はじめに
給与収入に係る所得税の計算
そして、「給与所得控除後の金額」から「所得控除の額の合計額」を差し引いた金額(課税所得金額)に、所得税率をかけます。所得税率は課税所得金額が大きいほど税率は高くなる仕組みで、5%~45%までの7段階の累進税率になっています。これで、所得税が計算されるのですが、令和19年まではこの所得税にさらに復興特別所得税として2.1%の上乗せがあります。この所得税と復興特別所得税の合計額が源泉徴収票の「源泉徴収税額」(4)に記されています。

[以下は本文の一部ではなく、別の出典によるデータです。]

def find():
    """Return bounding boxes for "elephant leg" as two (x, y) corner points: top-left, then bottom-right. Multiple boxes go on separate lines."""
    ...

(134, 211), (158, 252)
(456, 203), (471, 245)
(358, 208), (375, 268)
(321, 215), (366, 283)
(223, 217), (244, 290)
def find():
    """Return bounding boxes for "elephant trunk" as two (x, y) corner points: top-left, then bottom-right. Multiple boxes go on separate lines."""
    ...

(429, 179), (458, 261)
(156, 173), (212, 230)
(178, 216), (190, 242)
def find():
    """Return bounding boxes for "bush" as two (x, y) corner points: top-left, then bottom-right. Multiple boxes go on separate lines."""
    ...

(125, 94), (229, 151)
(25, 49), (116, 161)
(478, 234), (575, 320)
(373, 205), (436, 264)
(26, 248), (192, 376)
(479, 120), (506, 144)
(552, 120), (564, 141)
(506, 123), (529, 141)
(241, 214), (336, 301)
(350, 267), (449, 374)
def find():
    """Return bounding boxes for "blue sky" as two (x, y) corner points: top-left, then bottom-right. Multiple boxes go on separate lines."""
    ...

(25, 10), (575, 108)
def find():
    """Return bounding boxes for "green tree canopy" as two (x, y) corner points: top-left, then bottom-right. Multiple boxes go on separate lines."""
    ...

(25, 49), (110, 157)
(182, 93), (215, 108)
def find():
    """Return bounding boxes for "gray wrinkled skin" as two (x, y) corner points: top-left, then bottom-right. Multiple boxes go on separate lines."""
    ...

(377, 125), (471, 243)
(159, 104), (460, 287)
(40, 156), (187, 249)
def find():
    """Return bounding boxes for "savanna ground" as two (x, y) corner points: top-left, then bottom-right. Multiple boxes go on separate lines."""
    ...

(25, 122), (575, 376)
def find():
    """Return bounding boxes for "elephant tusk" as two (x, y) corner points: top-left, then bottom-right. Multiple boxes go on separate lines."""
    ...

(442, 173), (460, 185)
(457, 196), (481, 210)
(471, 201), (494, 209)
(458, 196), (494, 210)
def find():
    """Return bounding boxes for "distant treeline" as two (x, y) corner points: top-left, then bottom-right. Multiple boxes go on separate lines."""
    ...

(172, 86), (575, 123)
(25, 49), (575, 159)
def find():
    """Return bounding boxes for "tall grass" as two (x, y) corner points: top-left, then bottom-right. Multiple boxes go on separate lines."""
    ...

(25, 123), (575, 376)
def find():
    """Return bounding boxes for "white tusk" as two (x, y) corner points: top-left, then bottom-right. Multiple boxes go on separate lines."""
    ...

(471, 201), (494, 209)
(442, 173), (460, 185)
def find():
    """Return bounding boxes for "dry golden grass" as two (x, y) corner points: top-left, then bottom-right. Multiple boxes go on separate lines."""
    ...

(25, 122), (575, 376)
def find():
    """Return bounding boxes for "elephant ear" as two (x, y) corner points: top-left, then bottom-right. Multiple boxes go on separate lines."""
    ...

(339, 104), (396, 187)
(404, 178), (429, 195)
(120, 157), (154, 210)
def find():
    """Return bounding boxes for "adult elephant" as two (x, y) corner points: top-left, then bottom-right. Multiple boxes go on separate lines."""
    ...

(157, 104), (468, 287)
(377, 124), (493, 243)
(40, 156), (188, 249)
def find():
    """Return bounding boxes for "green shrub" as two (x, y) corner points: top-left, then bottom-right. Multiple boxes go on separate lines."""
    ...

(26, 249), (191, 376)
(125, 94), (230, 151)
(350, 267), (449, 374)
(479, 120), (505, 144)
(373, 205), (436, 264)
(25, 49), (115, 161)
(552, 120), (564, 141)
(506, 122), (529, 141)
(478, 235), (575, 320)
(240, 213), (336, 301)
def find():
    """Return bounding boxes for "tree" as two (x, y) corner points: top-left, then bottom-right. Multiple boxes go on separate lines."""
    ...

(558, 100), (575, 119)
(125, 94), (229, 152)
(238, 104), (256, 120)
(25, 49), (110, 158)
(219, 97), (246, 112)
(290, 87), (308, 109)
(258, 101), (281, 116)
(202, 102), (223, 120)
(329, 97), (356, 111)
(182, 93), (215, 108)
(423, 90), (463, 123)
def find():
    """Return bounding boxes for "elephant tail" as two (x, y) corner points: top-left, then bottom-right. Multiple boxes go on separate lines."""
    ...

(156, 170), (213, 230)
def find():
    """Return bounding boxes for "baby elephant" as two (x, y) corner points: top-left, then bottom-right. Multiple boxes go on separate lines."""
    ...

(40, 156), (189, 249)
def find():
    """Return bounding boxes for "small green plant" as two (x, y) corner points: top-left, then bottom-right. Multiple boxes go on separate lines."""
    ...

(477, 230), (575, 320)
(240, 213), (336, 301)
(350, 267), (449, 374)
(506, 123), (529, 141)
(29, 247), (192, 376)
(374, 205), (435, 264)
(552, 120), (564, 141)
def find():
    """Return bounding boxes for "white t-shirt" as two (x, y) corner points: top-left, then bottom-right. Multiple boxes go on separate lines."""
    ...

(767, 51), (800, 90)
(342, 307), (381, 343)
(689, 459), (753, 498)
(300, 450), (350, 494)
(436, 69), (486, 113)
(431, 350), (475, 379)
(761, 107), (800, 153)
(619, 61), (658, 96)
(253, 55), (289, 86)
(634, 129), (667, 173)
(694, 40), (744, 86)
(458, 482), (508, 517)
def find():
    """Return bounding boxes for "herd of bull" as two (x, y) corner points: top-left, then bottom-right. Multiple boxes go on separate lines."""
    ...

なお、住宅ローン控除を受ける人は、所得税額から住宅ローン控除額を差し引き、その金額に復興特別所得税を上乗せした金額が源泉徴収税額(4)となります。
源泉徴収票で押さえるべきなのはこの1行
源泉徴収票の骨組みは、支払金額(1)から源泉徴収税額(4)までが記載されたこの1行です。この行の下に書かれているのはすべて、「所得控除の額の合計額」(3)の詳しい資料と、住宅ローン控除の資料です。給与所得者が税金を多く支払いすぎないために、「所得控除」や住宅ローン控除は重要な位置づけにあります。源泉徴収票の中でこれらの詳細情報が大きな場所を占めているのも、私たちが年末調整のときに勤め先に申告した内容が正しいかどうかを確認するためなのです。
とはいえ、ローンを組む時や、行政上の手続きをするときなどに、よく聞かれるのが、「年収」や「所得」でしょう。副収入のない給与所得者の場合は、支払金額(1)が「年収」、給与所得控除後の金額(2)が「所得」です。そして、源泉徴収税額(4)は所得税のことです。まず、源泉徴収票で押さえておきたいのは、この支払金額(1)から源泉徴収税額(4)までの数字の意味です。